Jesuit Educational Institutions Confront the Causes and Legacy of Clergy Sexual Abuse
Keynote Plenary Panel
Thursday April 21, 2022
5:30-7:30 p.m. Eastern Time
Register here to receive Zoom link
Fordham faculty, staff, and students may attend in person on the 12th floor of the Lowenstein building. Due to Covid regulations, all others are asked to attend via zoom. There will be opportunities for both the online and in-person audience to submit questions.
This panel features five distinguished speakers addressing the core questions of the Taking Responsibility project. They will help us ask how to confront and handle the history of clerical sexual abuse and its many legacies in the present. This event brings together one of the foremost researchers on clerical sexual abuse in the United States; a Jesuit who is also a survivor of clerical sexual abuse and whose research is directed at the crisis; two well-known writers who are survivors and who have deep ties to Jesuit educational institutions, including Fordham; and the director of a major Truth and Healing initiative at a Jesuit-sponsored high school for Native American students. From their own perspectives, each member of this group will reflect on the long and recent history of the sexual abuse crisis. We are honored to host these colleagues as they address the pressing question what it means for today’s Jesuit institutions (and their employees, students, and graduates) to take responsibility for addressing and redressing the bitter legacy of clerical sexual abuse.

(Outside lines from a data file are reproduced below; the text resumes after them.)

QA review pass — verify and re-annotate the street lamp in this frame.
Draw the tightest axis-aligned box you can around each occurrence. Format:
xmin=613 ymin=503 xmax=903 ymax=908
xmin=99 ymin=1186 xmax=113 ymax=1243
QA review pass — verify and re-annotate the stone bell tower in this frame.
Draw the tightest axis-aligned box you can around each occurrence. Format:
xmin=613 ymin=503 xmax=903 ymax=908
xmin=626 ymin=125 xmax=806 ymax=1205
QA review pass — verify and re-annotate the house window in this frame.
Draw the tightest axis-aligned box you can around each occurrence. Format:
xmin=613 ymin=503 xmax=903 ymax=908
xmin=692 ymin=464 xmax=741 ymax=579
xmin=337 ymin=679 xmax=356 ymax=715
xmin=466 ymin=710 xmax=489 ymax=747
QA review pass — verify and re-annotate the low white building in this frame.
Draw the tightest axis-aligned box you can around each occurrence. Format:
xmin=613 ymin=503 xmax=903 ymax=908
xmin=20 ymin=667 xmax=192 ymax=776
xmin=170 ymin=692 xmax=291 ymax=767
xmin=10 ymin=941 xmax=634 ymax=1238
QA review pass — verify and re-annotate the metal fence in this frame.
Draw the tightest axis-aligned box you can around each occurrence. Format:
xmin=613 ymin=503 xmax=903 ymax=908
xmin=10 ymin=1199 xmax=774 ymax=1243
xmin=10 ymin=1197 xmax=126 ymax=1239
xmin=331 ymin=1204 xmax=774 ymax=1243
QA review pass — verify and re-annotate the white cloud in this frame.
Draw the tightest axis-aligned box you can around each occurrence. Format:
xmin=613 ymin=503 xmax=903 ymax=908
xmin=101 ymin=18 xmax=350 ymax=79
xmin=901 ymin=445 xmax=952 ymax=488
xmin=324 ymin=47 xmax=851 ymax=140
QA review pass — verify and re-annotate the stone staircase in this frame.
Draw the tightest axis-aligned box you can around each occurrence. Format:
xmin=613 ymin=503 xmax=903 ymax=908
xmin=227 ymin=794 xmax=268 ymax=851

Karen J. Terry is a Professor in the Department Criminal Justice at John Jay College of Criminal Justice and on the faculty of the Criminal Justice Doctoral Program at the Graduate Center, CUNY. She holds a doctorate in criminology from Cambridge University. Her primary research interest is sexual offending and victimization, particularly abuse of children in an institutional setting. She was the principal investigator for two studies on sexual abuse of minors by Catholic priests in the U.S.
Gerard J. McGlone, SJ, PhD, is a senior research fellow at the Berkley Center for Religion, Peace, and World Affairs at Georgetown University. Previously he was an assistant professor of psychiatry in Georgetown University’s School of Medicine. Most recently, he was the associate director for protection of minors for the Conference of Major Superiors of Men. He was also recently the chief psychologist and the director of counseling services, as well as faculty and staff psychologist, at the Pontifical North American College in Rome. He has been executive director at several major treatment centers for clergy and religious in the United States, including the Saint John Vianney Center.
Donna Freitas, PhD, is a Brooklyn-based author of fiction and nonfiction. She has recently published Consent: A Memoir of Unwanted Attention, about the abuse she suffered at the hands of her professor (also a Catholic priest) while getting her Ph.D. at the Catholic University of America, and is a researcher on topics related to sex on campus, Title IX, and sexual assault, as well as social media and young adults. Her work on these topics has appeared in assorted academic venues as well as The New York Times, The Washington Post, and The LA Times, and she has taught at Boston University and Hofstra University. She presently teaches at Fairleigh Dickinson University’s MFA in Creative Writing.
Paul Elie is a senior fellow in Georgetown University’s Berkley Center for Religion, Peace, and World Affairs, and a regular contributor to The New Yorker. He is the author of two books, The Life You Save May Be Your Own (2003) and Reinventing Bach (2012), both National Book Critics Circle Award finalists, as well as dozens of essays, articles, and reviews. A third book, Controversy, about the arts and religion in the 1980s, is forthcoming. As an undergraduate at Fordham – class of 1987 — he was a Presidential Scholar and a member of the Honors Program. At Georgetown, he is the curator of the Faith & Culture conversation series, hosted since 2008 by the Office of the President.
Maka Black Elk is a member of the Oglala Lakota Nation and the Executive Director for Truth and Healing at Red Cloud Indian School in Pine Ridge, SD, a former Indian boarding school founded and sponsored by the Jesuits. He holds a BA from the University of San Francisco and MAs in Peace & Human Rights Education at Columbia University’s Teachers College and in Educational Leadership from the University of Notre Dame. He was a teacher and an educational administrator at Red Cloud before taking on his current role. A descendent of boarding school survivors, Maka also has served as chairperson of the American Indian Catholic Schools Network and the secretary of the National Native American Boarding School Healing Coalition, and advocates for truth and healing in Catholic ministries and schools serving indigenous peoples.